HHV = For the higher heating value for field gas or process vent gas, use either a weighted average of measurements of HHV or a default value of 1.235 x 10-3 MMBtu/scf for HHV. Samples must be collected once during each three-month period of the calendar year, with at least 30 days between successive samples.
EF = Use 1.0 x 10-4 kg N2O/MMBtu.
1 x 10-3 = Conversion factor from kilograms to metric tons.
The operator of a facility must calculate and report annual GHG emissions as prescribed in this section. The facility operator who is a local distribution company reporting under section 95122 of this article must comply with section 95153 for reporting emissions from the applicable source types in section 95152(i) of this article.
Note: Authority cited: Sections 38510, 38530, 39600, 39601, 39607, 39607.4 and 41511, Health and Safety Code.
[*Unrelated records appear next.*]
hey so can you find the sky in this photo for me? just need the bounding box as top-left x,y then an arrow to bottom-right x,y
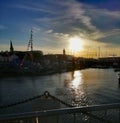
0,0 -> 120,57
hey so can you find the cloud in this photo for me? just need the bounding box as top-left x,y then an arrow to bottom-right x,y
13,0 -> 99,35
90,29 -> 120,40
45,29 -> 53,34
84,28 -> 120,47
0,25 -> 7,30
32,0 -> 120,49
33,0 -> 98,33
32,27 -> 70,50
66,3 -> 98,31
104,11 -> 120,18
97,30 -> 120,45
32,27 -> 41,33
85,8 -> 120,31
13,3 -> 56,14
1,0 -> 120,53
74,5 -> 120,46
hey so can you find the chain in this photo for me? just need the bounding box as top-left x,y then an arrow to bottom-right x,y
0,91 -> 74,109
0,94 -> 44,109
49,93 -> 74,107
0,91 -> 113,123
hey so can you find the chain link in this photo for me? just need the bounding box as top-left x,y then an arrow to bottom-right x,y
0,91 -> 74,109
0,94 -> 44,109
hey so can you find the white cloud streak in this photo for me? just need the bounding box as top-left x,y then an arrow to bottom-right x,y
0,25 -> 7,30
9,0 -> 120,50
13,4 -> 56,14
24,0 -> 98,32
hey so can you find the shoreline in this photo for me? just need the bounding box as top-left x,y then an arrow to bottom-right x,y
0,67 -> 116,78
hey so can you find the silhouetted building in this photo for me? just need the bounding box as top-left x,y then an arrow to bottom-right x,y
10,40 -> 14,54
63,49 -> 65,55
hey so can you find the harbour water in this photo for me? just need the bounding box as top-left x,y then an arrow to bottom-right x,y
0,68 -> 120,114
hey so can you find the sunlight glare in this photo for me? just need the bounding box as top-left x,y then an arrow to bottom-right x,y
69,36 -> 84,52
72,71 -> 83,89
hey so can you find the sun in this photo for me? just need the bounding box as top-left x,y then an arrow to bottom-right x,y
69,36 -> 84,52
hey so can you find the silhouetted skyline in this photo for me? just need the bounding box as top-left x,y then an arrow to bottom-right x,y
0,0 -> 120,56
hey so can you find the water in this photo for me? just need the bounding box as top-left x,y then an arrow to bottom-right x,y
0,68 -> 120,114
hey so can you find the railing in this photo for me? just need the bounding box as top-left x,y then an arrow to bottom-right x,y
0,103 -> 120,123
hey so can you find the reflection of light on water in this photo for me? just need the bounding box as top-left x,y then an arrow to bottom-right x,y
72,71 -> 83,89
70,71 -> 87,107
64,71 -> 86,106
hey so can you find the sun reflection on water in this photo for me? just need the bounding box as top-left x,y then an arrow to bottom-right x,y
69,71 -> 87,106
72,71 -> 83,89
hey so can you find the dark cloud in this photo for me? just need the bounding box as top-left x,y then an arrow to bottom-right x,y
98,34 -> 120,45
85,9 -> 120,31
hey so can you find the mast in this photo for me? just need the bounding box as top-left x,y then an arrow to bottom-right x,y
27,30 -> 33,51
20,30 -> 34,67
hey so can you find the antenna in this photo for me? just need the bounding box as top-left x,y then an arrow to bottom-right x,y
27,30 -> 33,51
20,30 -> 33,67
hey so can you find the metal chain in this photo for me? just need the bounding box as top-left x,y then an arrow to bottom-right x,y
49,93 -> 74,107
0,91 -> 74,109
0,94 -> 44,109
0,91 -> 113,123
41,91 -> 74,107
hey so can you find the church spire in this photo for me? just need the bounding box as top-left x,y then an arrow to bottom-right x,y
10,40 -> 14,53
63,48 -> 65,55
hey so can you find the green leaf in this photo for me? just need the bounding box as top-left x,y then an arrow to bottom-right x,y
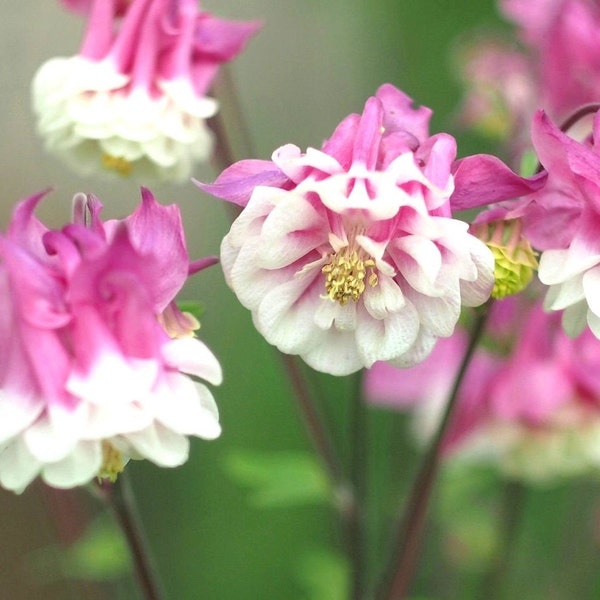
295,548 -> 348,600
224,450 -> 331,508
62,514 -> 132,580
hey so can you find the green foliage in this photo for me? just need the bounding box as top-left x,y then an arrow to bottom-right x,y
25,514 -> 131,586
435,464 -> 500,572
62,515 -> 131,580
295,548 -> 349,600
224,449 -> 331,508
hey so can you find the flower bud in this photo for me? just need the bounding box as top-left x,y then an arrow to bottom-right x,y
472,219 -> 538,299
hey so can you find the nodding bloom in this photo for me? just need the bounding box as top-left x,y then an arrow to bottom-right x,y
0,188 -> 222,492
365,297 -> 600,482
33,0 -> 260,182
198,84 -> 543,376
493,109 -> 600,338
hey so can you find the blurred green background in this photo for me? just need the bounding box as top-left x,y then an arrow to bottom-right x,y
3,1 -> 600,599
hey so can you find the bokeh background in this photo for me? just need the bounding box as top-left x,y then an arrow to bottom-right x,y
2,1 -> 600,598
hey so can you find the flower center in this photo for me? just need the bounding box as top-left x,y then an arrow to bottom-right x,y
322,248 -> 378,305
101,153 -> 133,177
98,441 -> 125,483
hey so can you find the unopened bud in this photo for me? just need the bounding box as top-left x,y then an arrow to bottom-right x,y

Reference: Sections 38530, 39600 and 41511, Health and Safety Code.
1. New section filed 12-14-2011; operative 1-1-2012 pursuant to Government Code section 11343.4 (Register 2011, No. 50).
2. Repealer and new section filed 12-19-2012; operative 1-1-2013 pursuant to Government Code section 11343.4 (Register 2012, No. 51).
3. Redesignation of subsections (c)(7)1.-3. as subsections (c)(7)(A)-(C), amendment of subsections (f), (f)(1) and (k)(2)(A), redesignation of subsection (m)(1)(D) as subsection (m)(1)(C)2. and amendment of subsections (m)(3), (o), (o)(8)(A), (p), (p)(6)(B), (u), (v) and (v)(1)(A)1., new subsection (v)(1)(A)2.e. and amendment of subsections (y)(1)-(4) filed 12-31-2013; operative 1-1-2014 pursuant to Government Code section 11343.4(b)(3) (Register 2014, No. 1).
4. Amendment filed 12-31-2014; operative 1-1-2015 pursuant to Government Code section 11343.4(b)(3) (Register 2015, No. 1).
5. Amendment filed 9-1-2017; operative 1-1-2018 (Register 2017, No. 35).
6. Amendment of subsections (b), (p) and (p)(6)(B) filed 3-29-2019; operative 4-1-2019 pursuant to Government Code section 11343.4(b)(3) (Register 2019, No. 13).